Fearful of making transactions public
Organizations can be terrified at the concept having their transactions on public domain revealing many of their competitive advantages to the competitors. However, this issue can be solved by way of utilizing permissioned blockchains instead of permission less blockchains, where the organizations have ability to allocate specific permissions to various users similar the existing ERP Systems.

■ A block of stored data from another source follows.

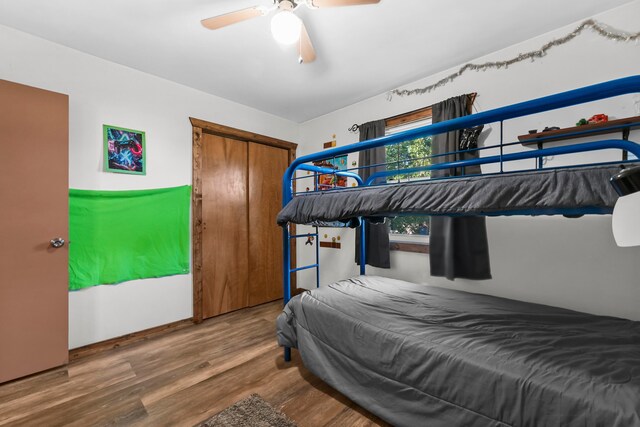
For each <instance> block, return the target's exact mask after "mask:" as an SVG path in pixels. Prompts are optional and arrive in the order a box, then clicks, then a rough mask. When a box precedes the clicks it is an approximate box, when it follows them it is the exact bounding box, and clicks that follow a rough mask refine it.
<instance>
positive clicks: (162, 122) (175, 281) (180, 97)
mask: <svg viewBox="0 0 640 427" xmlns="http://www.w3.org/2000/svg"><path fill="white" fill-rule="evenodd" d="M0 58H2V59H0V78H1V79H5V80H10V81H14V82H18V83H22V84H26V85H30V86H36V87H40V88H43V89H47V90H52V91H56V92H60V93H65V94H68V95H69V104H70V106H69V108H70V111H69V113H70V114H69V117H70V119H69V120H70V123H69V125H70V127H69V130H70V135H69V164H70V167H69V185H70V186H71V187H72V188H81V189H100V190H125V189H126V190H129V189H144V188H159V187H171V186H178V185H185V184H191V124H190V123H189V117H190V116H191V117H196V118H200V119H205V120H209V121H212V122H215V123H220V124H224V125H227V126H232V127H236V128H240V129H245V130H248V131H251V132H256V133H260V134H264V135H269V136H273V137H276V138H281V139H285V140H288V141H293V142H295V141H296V139H297V132H298V125H297V124H295V123H293V122H290V121H287V120H284V119H281V118H278V117H275V116H273V115H270V114H266V113H263V112H260V111H257V110H254V109H251V108H248V107H245V106H242V105H239V104H236V103H233V102H230V101H227V100H224V99H222V98H219V97H215V96H211V95H208V94H205V93H203V92H200V91H197V90H194V89H191V88H188V87H185V86H181V85H179V84H176V83H172V82H169V81H167V80H163V79H161V78H158V77H154V76H151V75H149V74H145V73H142V72H139V71H136V70H133V69H130V68H127V67H124V66H121V65H117V64H114V63H111V62H107V61H104V60H102V59H99V58H96V57H94V56H91V55H87V54H84V53H81V52H79V51H76V50H73V49H69V48H66V47H63V46H61V45H57V44H54V43H51V42H48V41H45V40H43V39H40V38H37V37H33V36H31V35H28V34H25V33H22V32H19V31H16V30H13V29H10V28H7V27H4V26H0ZM211 78H212V79H215V78H216V76H215V70H212V71H211ZM103 124H112V125H115V126H122V127H126V128H133V129H140V130H144V131H146V132H147V134H146V137H147V150H148V154H147V167H148V171H147V175H146V176H132V175H123V174H114V173H105V172H102V167H103V164H102V125H103ZM52 167H55V166H54V165H52ZM191 283H192V277H191V275H190V274H188V275H178V276H171V277H164V278H160V279H147V280H135V281H131V282H126V283H122V284H119V285H108V286H98V287H93V288H89V289H85V290H82V291H76V292H71V293H70V294H69V310H70V314H69V320H70V331H69V332H70V334H69V347H70V348H75V347H79V346H82V345H86V344H90V343H93V342H97V341H102V340H106V339H109V338H112V337H116V336H120V335H123V334H127V333H130V332H135V331H139V330H142V329H146V328H151V327H154V326H157V325H162V324H166V323H169V322H173V321H176V320H181V319H185V318H189V317H191V316H192V286H191Z"/></svg>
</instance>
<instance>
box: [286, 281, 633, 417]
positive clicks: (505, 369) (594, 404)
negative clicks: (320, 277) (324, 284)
mask: <svg viewBox="0 0 640 427" xmlns="http://www.w3.org/2000/svg"><path fill="white" fill-rule="evenodd" d="M277 335H278V342H279V343H280V345H283V346H289V347H296V348H298V349H299V351H300V355H301V357H302V360H303V362H304V364H305V366H306V367H307V368H308V369H309V370H310V371H311V372H313V373H314V374H315V375H317V376H318V377H320V378H322V379H323V380H324V381H325V382H327V383H328V384H329V385H331V386H332V387H334V388H335V389H337V390H338V391H340V392H342V393H343V394H345V395H346V396H348V397H349V398H350V399H352V400H353V401H355V402H356V403H358V404H359V405H361V406H362V407H364V408H367V409H368V410H369V411H371V412H372V413H374V414H376V415H378V416H379V417H381V418H383V419H385V420H386V421H388V422H390V423H392V424H394V425H397V426H421V425H428V426H436V427H437V426H448V427H449V426H505V425H513V426H573V425H576V426H639V425H640V322H632V321H629V320H623V319H617V318H612V317H602V316H594V315H589V314H584V313H579V312H575V311H570V310H564V309H560V308H555V307H549V306H544V305H537V304H531V303H525V302H519V301H513V300H508V299H503V298H496V297H491V296H486V295H478V294H470V293H466V292H461V291H455V290H449V289H443V288H437V287H432V286H425V285H416V284H413V283H408V282H403V281H399V280H392V279H387V278H382V277H374V276H361V277H356V278H353V279H349V280H343V281H340V282H337V283H334V284H331V285H329V286H324V287H321V288H320V289H316V290H313V291H310V292H305V293H303V294H301V295H299V296H297V297H295V298H293V299H292V300H291V301H290V302H289V303H288V304H287V306H286V307H285V309H284V312H283V313H282V314H281V315H280V316H279V317H278V319H277Z"/></svg>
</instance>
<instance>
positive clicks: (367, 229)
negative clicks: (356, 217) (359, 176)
mask: <svg viewBox="0 0 640 427" xmlns="http://www.w3.org/2000/svg"><path fill="white" fill-rule="evenodd" d="M384 132H385V121H384V120H376V121H373V122H369V123H364V124H361V125H360V141H361V142H362V141H367V140H369V139H374V138H379V137H381V136H384ZM386 157H387V156H386V150H385V147H378V148H372V149H370V150H364V151H360V153H359V158H358V165H359V167H363V166H368V165H376V164H383V165H382V166H375V167H371V168H367V169H360V172H359V174H360V176H361V177H362V179H363V180H366V179H367V178H369V176H370V175H372V174H373V173H375V172H380V171H384V170H386V169H387V167H386V166H385V165H384V163H385V162H386ZM365 222H366V224H365V245H366V247H367V255H366V263H367V264H369V265H371V266H373V267H380V268H390V261H389V258H390V257H389V224H387V223H386V222H384V223H382V224H372V223H371V222H370V221H365ZM356 264H358V265H360V229H359V228H358V229H356Z"/></svg>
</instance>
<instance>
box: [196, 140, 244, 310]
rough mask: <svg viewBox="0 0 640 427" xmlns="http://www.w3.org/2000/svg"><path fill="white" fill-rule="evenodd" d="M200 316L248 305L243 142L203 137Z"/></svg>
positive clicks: (243, 155) (243, 148)
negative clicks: (201, 264)
mask: <svg viewBox="0 0 640 427" xmlns="http://www.w3.org/2000/svg"><path fill="white" fill-rule="evenodd" d="M201 177H202V222H203V224H202V314H203V318H205V319H206V318H208V317H212V316H216V315H218V314H222V313H227V312H229V311H233V310H237V309H239V308H243V307H246V306H247V305H248V292H247V286H248V275H249V262H248V258H247V253H248V247H247V242H248V238H249V237H248V218H247V142H245V141H238V140H235V139H229V138H223V137H220V136H216V135H210V134H206V133H205V134H203V135H202V172H201Z"/></svg>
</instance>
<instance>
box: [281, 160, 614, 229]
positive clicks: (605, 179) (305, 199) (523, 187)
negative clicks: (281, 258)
mask: <svg viewBox="0 0 640 427" xmlns="http://www.w3.org/2000/svg"><path fill="white" fill-rule="evenodd" d="M618 172H620V167H619V166H616V165H609V166H595V167H576V168H567V169H548V170H544V169H543V170H538V171H529V172H516V173H508V174H500V175H477V176H470V177H460V178H450V179H444V180H443V179H440V180H425V181H418V182H406V183H400V184H389V185H380V186H371V187H351V188H346V189H339V190H329V191H320V192H313V193H308V194H301V195H298V196H296V197H294V198H293V199H292V200H291V201H290V202H289V203H288V204H287V205H286V206H285V207H284V208H283V209H282V211H280V213H279V214H278V217H277V222H278V224H280V225H284V224H286V223H288V222H291V223H295V224H318V225H322V224H323V223H334V224H335V223H336V222H342V223H344V224H348V225H352V226H355V225H357V224H358V222H357V221H354V218H358V217H381V216H382V217H393V216H397V215H416V214H421V215H449V216H461V215H522V214H526V215H531V214H537V215H558V214H564V215H579V214H608V213H612V212H613V206H614V204H615V202H616V200H617V198H618V196H617V194H616V192H615V191H614V190H613V187H612V186H611V185H610V184H609V179H610V178H611V177H612V176H613V175H615V174H616V173H618Z"/></svg>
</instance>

Although there are no specific restrictions on usage of blockchain accounting, mass adoption would definitely require the support of governments, as organizations tend to adopt technologies faster in form of pressure from the regulatory authorities than on self adoption basis. Government’s world over are typically slow in adoption of any new technologies, we have seen the same in case of Internet, they take their considerable time to analyze and understand the implications of any new technology before considering mass adoption.
Considering the emergence of blockchain technology over the last decade in a revolution by way of cryptocurrencies or payment systems and their mass adoption, several other sectors are looking at use cases on how blockchain or distributed ledger systems can transform each of those industries. We may not be far away from days where each transaction created in the books of every entity will reflect a single truth with the help of blockchain and distributed ledger technology.